King makes several references in 'Salem's Lot to Shirley Jackson's The Haunting of Hill House, a book that deeply influenced him. No where is that more clear than in the way he characterizes Small Town, USA. 'Salem's Lot is the geographic incarnation of Jackson's protagonist, Eleanor Vance, a deeply conservative and self-obsessed woman who secretly longs for something, anything, to "happen" to her. It finally does; she encounters Hill House and allows it to seduce her. The small Maine town of Jerusalem's Lot just about does the same with its vampires...creatures that of course have to be invited in. There is a grim undercurrent running through the novel that the town is pleased something interesting is finally happening to them. And even when you love your little town, there is always that desire under the surface.

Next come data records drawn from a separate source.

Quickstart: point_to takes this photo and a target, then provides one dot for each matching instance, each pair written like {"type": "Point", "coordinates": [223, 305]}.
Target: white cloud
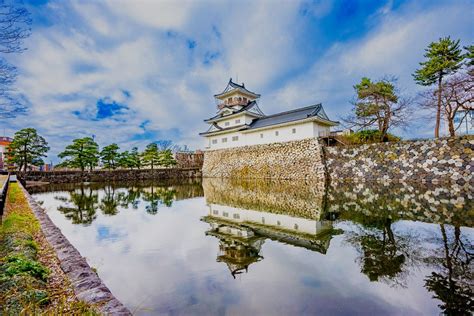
{"type": "Point", "coordinates": [394, 47]}
{"type": "Point", "coordinates": [157, 51]}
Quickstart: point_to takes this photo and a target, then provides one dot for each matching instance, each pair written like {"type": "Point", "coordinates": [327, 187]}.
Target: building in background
{"type": "Point", "coordinates": [240, 122]}
{"type": "Point", "coordinates": [4, 143]}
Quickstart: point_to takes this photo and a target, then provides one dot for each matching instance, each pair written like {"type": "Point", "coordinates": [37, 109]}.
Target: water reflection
{"type": "Point", "coordinates": [451, 282]}
{"type": "Point", "coordinates": [81, 206]}
{"type": "Point", "coordinates": [392, 249]}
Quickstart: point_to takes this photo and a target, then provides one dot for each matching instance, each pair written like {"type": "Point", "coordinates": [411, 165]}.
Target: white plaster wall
{"type": "Point", "coordinates": [244, 119]}
{"type": "Point", "coordinates": [303, 130]}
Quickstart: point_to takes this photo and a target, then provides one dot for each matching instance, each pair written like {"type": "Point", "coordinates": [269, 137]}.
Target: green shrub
{"type": "Point", "coordinates": [368, 137]}
{"type": "Point", "coordinates": [18, 264]}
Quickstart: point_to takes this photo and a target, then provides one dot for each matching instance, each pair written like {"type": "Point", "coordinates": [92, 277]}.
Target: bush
{"type": "Point", "coordinates": [368, 137]}
{"type": "Point", "coordinates": [18, 264]}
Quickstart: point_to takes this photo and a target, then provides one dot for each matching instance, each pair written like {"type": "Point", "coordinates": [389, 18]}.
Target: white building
{"type": "Point", "coordinates": [240, 122]}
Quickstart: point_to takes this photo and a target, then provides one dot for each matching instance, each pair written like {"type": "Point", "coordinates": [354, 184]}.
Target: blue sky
{"type": "Point", "coordinates": [133, 72]}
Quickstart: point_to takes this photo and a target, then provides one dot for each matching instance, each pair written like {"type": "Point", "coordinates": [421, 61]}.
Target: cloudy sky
{"type": "Point", "coordinates": [136, 71]}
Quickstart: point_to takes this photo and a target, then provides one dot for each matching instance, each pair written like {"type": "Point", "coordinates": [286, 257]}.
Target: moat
{"type": "Point", "coordinates": [273, 248]}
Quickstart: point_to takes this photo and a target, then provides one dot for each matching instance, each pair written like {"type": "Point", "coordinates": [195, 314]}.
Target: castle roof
{"type": "Point", "coordinates": [293, 115]}
{"type": "Point", "coordinates": [310, 112]}
{"type": "Point", "coordinates": [231, 86]}
{"type": "Point", "coordinates": [251, 108]}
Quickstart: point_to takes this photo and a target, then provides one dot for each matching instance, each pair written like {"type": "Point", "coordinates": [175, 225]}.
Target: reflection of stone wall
{"type": "Point", "coordinates": [443, 160]}
{"type": "Point", "coordinates": [290, 160]}
{"type": "Point", "coordinates": [305, 200]}
{"type": "Point", "coordinates": [111, 175]}
{"type": "Point", "coordinates": [451, 204]}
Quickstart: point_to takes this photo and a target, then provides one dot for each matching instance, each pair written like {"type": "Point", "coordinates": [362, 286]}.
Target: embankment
{"type": "Point", "coordinates": [41, 271]}
{"type": "Point", "coordinates": [434, 160]}
{"type": "Point", "coordinates": [446, 160]}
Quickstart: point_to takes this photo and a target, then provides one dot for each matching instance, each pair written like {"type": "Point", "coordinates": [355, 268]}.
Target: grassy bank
{"type": "Point", "coordinates": [31, 280]}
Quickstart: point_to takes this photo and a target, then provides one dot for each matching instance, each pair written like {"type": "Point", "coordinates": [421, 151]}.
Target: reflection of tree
{"type": "Point", "coordinates": [156, 196]}
{"type": "Point", "coordinates": [383, 254]}
{"type": "Point", "coordinates": [84, 204]}
{"type": "Point", "coordinates": [451, 283]}
{"type": "Point", "coordinates": [110, 202]}
{"type": "Point", "coordinates": [131, 197]}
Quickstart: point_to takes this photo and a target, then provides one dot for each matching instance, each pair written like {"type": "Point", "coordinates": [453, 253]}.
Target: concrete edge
{"type": "Point", "coordinates": [87, 285]}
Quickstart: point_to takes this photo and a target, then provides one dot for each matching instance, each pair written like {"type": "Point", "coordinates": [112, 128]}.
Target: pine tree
{"type": "Point", "coordinates": [151, 156]}
{"type": "Point", "coordinates": [82, 153]}
{"type": "Point", "coordinates": [109, 156]}
{"type": "Point", "coordinates": [443, 58]}
{"type": "Point", "coordinates": [26, 149]}
{"type": "Point", "coordinates": [166, 158]}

"...No one pronounced Jerusalem's Lot dead on the morning of October 6; no one knew it was. Like the bodies of the previous days, it retained every semblance of life..."

It's this quality, this deep and intimate awareness of Americana--and especially small town "folksy" Americana--that puts King in a different class from his competitors. Sure, he has a tendency to go "too far" at times, even to get slightly clownish, but few other readers tap the American subconscious as well as he does. It doesn't always work for me--Christine was just a bit too American Graffiti with ghosts--but when King nails it he is the envy of a thousand other writers, myself included. And this quality speaks to those of us who know 'Salem's Lot, who grew up there. By the same token, when I hear King's critics, I can't help but wonder if they are from suburbia or the city.

Sunday, July 8, 2012


I haven't gotten around to talking about King yet. I will. Suffice it to say that I think 'Salem's Lot is one of the best damn horror novels of the 20th century. But a pair of authors over at Salon.com caught my attention, and I wanted to post some links here.

The first is the Dwight Allen piece, "My Stephen King Problem." This was precisely the sort of self-important literati piece that makes my head want to explode. I was so irritated about it that I was preparing a counter-piece, until I found Erik Nelson's response, "Stephen King: You Can Be Popular and Good." Nelson said mainly what I had planned to, so I will simply refer you, oh gentle reader, to these articles. I will have a few words of my own on King to say later.